According to the August 3, 2003, AP article "State [of Florida] contracts with company founded by man linked to smuggling," Hank Asher was "implicated two decades ago in a Bahamian drug smuggling ring." Asher was "hired by the Florida Department of Law Enforcement to help create a 13-state anti-terrorism network (Multistate Anti-Terrorism Information Exchange Program) being launched with $4 million in Justice Department funding."

"Millionaire Hank Asher of Boca Raton, a friend of recently retired FDLE (Florida Department of Law Enforcement) director James 'Tim' Moore and a major political contributor, was never charged with drug smuggling. He served as an informant and witness in several trials, and was identified by other FDLE (Florida Department of Law Enforcement) informants as someone who provided police protection for smuggling operations."
"Asher's first company, DBT Online, Inc., bought him out for $147 million in 1999 after the FBI and the Drug Enforcement Administration suspended its contracts over Asher's past and concerns that the company could potentially monitor targets of investigations.
"Asher has not charged FDLE for many of his services, McLaughlin said. Seisint, Inc. technology has been demonstrated for Vice President Dick Cheney and Gov. Jeb Bush.
"Documents filed by prosecutors in Chicago identified Asher as a pilot and former smuggler who lived in the Bahamas near a small airport once used by smugglers."
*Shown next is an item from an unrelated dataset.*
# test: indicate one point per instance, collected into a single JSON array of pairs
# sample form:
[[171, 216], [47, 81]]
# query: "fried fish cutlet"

One day earlier, on August 2, 2003, the St. Petersburg Times reported that

"In an attempt to identify potential terrorists, the Florida Department of Law Enforcement is using the services of a former drug smuggler turned millionaire.
"Hank Asher, 48, a computer technology expert who lives in a $3-million Boca Raton house, has founded several companies that retrieve huge amounts of electronic information about individuals."
"FDLE files say informants identified Asher as a person who provided police protection for smuggling operations in the Bahamas. Asher was listed as a witness in drug trials from Gainesville to Chicago, and once was represented by famed attorney F. Lee Bailey. Documents filed by prosecutors in Chicago said Asher was a pilot and former smuggler who lived on Great Harbour near Cistern Cay, a small island airport once used by smugglers.
"After severing ties with DBT Online, Asher created other companies and grew even closer to law enforcement officials. In 1999, he merged two companies into Seisint Inc. The new company supplies Accurint, a database that provides detailed information on individuals. Seisint also supplies specialized information to law enforcement agencies around the country.
"FDLE began doing business with Asher's first company in 1993. It is clear from 1993 records that FDLE officials knew they were dealing with a drug smuggler. Some officers questioned whether Asher's company could be trusted. No additional background check was conducted in 2001, when the relationship grew closer."